Implant or IUD contraceptives, which provide protection for three years or more, can only be administered by licensed doctors. 

Administrative hurdles

On July 6, a day after her regulatory review council greenlit the rulemaking required to finally launch the new law, Gov. Katie Hobbs touted it as another example of her promise to protect reproductive health care in the state. 

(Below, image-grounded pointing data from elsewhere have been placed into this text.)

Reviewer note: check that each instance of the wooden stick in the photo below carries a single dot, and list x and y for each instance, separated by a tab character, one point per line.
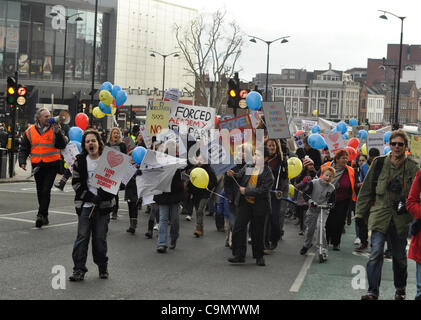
92	211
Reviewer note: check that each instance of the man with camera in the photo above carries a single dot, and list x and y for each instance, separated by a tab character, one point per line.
382	199
43	141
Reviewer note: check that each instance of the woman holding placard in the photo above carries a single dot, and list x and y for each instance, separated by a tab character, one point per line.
93	207
114	141
254	202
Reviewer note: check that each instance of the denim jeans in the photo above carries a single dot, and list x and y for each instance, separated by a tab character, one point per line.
98	226
399	260
418	295
168	213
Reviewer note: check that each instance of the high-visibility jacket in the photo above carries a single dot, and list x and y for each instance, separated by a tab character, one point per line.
351	174
42	146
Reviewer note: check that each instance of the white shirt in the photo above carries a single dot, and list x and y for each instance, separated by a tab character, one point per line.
92	165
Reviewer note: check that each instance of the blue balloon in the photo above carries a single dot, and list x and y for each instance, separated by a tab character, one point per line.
316	141
362	134
115	90
315	129
353	122
254	100
104	108
77	143
120	98
75	134
341	127
138	154
107	86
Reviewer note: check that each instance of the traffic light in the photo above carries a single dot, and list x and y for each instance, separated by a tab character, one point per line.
233	94
11	91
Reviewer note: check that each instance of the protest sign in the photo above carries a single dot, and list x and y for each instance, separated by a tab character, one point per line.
239	136
157	117
112	167
172	95
307	125
130	145
375	140
415	146
194	120
334	142
69	154
276	120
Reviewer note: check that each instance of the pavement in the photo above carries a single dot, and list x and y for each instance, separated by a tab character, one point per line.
20	175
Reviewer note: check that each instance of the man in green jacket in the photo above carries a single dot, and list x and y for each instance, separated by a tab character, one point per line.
388	215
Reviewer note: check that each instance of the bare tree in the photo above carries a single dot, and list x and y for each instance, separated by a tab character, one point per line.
211	50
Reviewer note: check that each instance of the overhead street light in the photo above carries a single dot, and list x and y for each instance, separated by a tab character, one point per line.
253	39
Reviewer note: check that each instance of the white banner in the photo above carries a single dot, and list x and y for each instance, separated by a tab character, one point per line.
375	140
112	167
69	154
334	142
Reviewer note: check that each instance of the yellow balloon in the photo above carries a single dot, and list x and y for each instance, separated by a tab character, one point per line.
364	149
106	97
291	190
199	178
98	113
295	166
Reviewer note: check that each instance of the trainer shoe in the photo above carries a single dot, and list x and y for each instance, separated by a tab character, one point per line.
77	276
237	259
400	294
39	222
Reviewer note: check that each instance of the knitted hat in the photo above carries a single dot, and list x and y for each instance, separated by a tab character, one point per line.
307	161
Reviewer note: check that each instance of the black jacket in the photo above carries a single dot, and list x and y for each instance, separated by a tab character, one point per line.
106	200
177	192
261	192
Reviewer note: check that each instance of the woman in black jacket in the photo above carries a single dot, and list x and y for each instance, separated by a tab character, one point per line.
93	207
114	141
253	200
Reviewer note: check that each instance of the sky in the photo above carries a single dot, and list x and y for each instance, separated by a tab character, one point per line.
344	33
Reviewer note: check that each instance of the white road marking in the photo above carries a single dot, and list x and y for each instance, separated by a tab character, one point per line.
16	213
303	272
56	225
17	219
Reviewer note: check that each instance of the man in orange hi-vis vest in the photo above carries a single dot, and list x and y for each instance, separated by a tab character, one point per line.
42	142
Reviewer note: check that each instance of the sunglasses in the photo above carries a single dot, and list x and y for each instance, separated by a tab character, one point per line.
400	144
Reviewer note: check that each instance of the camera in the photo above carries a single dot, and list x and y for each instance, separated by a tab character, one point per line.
394	186
400	206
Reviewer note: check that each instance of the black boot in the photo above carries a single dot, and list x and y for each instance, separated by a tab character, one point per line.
149	234
133	225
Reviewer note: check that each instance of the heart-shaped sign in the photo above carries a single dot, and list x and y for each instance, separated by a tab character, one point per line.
334	136
114	159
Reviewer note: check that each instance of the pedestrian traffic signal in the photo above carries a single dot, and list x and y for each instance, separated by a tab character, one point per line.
233	94
11	91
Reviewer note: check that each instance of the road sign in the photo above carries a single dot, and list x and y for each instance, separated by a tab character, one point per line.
21	91
21	101
243	104
243	94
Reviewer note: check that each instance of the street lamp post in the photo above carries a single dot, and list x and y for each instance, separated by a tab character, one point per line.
253	39
175	54
383	16
66	18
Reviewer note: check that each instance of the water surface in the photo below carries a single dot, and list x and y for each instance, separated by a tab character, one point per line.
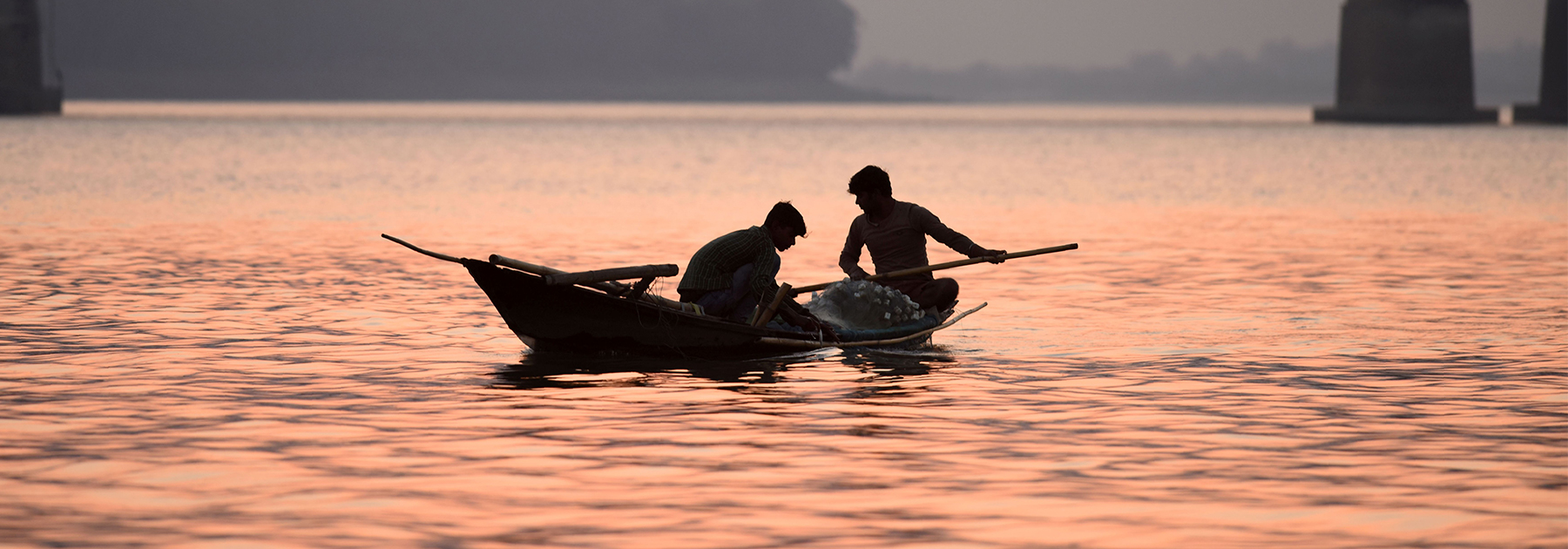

“We are building an Arizona for everyone, which means ensuring people across the state have what they need to live a free and healthy life,” she said in a written statement. 

While some criticized her announcement as an attempt to co-opt actions she had no hand in, others pointed out that it took over two years to implement the law. But,  Gandhi said the delay likely had more to do with the derailing effects of COVID-19 than with the Ducey administration’s reticence. 

“Two years is pretty lengthy, it typically doesn’t take that long. I would say, worst case scenario, it could take up to a year,” he said. 

In March, the Arizona State Board of Pharmacy filed a notice of rulemaking docket opening, the first step in developing rules around a law’s implementation. Even beginning the process requires the governor’s written approval. At the board’s request, the Governor’s Regulatory Review Council made its final approval of the rules effective immediately, bypassing the usual 60-day waiting period. 

Federal solutions

While a standing order from the Department of Health Services allows women to purchase contraceptives without a doctor’s OK, it doesn’t make them accessible in the way that Plan B is. The emergency contraceptive is currently the only form of hormonal birth control that is truly over-the-counter, accessible to anyone regardless of age and without the need for a doctor’s signature. 

Action at the federal level, however, could change that. 

In May, advisors to the Food and Drug Administration unanimously voted 17-0 to recommend that Opill be approved for over-the-counter use. The contraceptive pill is progestin, not estrogen based, meaning it doesn’t pose the same issues for women who face an increased risk of blood clots. The vote isn’t binding, but it gives the FDA the option to approve the contraceptive’s widespread use. A final decision is expected sometime this summer.